- Born: Natasha Jeannette Dueñas February 27, 1988 (age 38) Kendall, Florida United States
- Genres: Pop Rock Alternative Latin American music
- Occupations: Musician, songwriter
- Instruments: Vocals, guitar
- Years active: 2004–present
- Labels: EMI, Warner Music Group

= JD Natasha =

American rock musician (born 1988)

JD Natasha (born Natasha Jeannette Dueñas) is an American rock musician. Natasha began her musical career as a solo singer-songwriter, singing and playing her music on the guitar. Later, she co-founded other ensembles.

==Early life==
JD Natasha was born to an Argentine father and a Cuban American mother. She is the second of four children, sister of Jonathan Dueñas (Jae Coop), and grew up in Miami, Florida. She graduated from Coral Reef Senior High School. She started singing in her Church Choir at five and wrote her first song at 11.

== Career ==
JD Natasha released her debut album Imperfecta-Imperfect on July 13, 2004 on the EMI International record label. The album, with tracks in both English and Spanish, exposed her to a new market of other Latin artists who have crossed over into the American market. She received acclaim as the best new Hispanic bilingual artist from Emilio Estefan as the "Top Pick in Emilio Estefan/People en Español’s 'Best of 2004'". In addition, she received praise from Newsday, The Miami Herald, Los Angeles Times, and the Associated Press.

In May 2008, Natasha formed the indie-rock act "Fancy Me Yet" with bandmates Alex Darren and Chris Bernard.
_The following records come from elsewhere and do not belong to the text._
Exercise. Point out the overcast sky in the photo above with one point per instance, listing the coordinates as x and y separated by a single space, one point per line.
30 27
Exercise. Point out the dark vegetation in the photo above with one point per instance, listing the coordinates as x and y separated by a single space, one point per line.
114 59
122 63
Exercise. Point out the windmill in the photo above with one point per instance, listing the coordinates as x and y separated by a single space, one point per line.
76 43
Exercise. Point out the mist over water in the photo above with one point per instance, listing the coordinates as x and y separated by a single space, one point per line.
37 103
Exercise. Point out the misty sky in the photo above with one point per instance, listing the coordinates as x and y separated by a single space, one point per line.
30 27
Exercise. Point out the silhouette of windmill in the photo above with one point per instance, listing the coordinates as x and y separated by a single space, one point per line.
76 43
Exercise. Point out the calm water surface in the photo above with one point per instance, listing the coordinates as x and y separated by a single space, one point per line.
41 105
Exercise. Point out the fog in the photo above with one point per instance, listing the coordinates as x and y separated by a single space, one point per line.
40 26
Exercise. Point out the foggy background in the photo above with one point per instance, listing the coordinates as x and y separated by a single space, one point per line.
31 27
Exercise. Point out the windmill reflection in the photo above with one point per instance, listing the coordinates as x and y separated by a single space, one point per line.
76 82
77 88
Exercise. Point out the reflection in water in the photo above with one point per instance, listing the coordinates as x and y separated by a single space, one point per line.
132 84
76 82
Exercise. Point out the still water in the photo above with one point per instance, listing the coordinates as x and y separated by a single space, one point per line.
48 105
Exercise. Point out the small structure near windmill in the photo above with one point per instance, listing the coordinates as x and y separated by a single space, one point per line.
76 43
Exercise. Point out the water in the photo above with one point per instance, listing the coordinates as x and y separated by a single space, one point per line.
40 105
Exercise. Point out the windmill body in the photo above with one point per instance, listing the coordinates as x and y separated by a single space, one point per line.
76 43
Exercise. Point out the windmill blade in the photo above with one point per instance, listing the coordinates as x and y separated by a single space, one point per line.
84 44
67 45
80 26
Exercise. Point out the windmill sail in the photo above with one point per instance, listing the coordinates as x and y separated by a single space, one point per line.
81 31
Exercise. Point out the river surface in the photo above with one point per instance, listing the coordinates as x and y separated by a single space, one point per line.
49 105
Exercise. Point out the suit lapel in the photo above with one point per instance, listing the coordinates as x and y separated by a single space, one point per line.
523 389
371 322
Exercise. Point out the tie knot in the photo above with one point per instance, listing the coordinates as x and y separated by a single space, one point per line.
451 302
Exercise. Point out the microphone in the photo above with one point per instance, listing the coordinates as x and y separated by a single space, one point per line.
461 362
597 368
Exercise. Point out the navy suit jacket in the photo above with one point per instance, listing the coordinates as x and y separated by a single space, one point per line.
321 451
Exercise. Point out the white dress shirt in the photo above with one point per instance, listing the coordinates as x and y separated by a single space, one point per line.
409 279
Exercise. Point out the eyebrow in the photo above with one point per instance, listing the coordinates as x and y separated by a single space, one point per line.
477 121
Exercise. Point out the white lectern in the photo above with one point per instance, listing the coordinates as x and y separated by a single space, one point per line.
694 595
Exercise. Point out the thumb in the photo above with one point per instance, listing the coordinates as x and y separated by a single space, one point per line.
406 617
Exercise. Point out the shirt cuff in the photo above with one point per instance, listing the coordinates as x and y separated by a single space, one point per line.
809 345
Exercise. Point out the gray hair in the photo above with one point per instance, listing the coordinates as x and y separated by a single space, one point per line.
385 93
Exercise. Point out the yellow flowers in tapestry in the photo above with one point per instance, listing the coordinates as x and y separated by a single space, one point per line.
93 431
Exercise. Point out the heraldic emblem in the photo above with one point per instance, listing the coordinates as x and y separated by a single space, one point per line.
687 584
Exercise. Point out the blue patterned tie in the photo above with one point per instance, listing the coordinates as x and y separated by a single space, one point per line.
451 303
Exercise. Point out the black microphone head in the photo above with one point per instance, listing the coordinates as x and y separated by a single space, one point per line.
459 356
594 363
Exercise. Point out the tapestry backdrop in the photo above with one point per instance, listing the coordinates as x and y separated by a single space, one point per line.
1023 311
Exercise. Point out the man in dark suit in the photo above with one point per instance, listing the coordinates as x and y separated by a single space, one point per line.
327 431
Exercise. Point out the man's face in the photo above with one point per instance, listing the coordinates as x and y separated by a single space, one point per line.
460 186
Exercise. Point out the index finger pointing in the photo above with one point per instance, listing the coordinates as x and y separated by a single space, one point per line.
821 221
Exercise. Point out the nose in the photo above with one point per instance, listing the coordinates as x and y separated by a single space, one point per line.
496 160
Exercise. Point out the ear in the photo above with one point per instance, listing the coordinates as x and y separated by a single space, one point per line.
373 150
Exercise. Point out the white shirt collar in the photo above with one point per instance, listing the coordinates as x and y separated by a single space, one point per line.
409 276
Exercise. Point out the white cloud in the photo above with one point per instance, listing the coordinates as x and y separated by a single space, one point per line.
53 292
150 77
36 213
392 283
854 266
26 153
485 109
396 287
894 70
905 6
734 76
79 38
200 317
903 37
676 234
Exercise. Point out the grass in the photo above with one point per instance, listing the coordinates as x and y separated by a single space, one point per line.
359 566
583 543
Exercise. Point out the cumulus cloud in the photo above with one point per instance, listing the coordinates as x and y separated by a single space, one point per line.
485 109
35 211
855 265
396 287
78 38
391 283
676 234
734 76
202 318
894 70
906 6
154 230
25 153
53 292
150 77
She now goes by her married name, Natasha De Renzis and has a band called Condors and Chaos which released the singles "Drug" and "Dust" in 2024. Of her career trajectory Natasha has stated, "I was nominated for three Latin Grammys. Though I am very proud, it’s not something I wear on my sleeve because I don’t want to be 'judged' by it. I chose to step away from that career path because I was feeling lost and unhappy with the direction the label wanted the next record to go in. I was in a very dark place, very young and rebellious. I guess I’m still a little rebellious. Music business is hard, and I’m much more content playing what I love rather than heading in the direction I was being taken in. I hope people enjoy our music as much as I do!"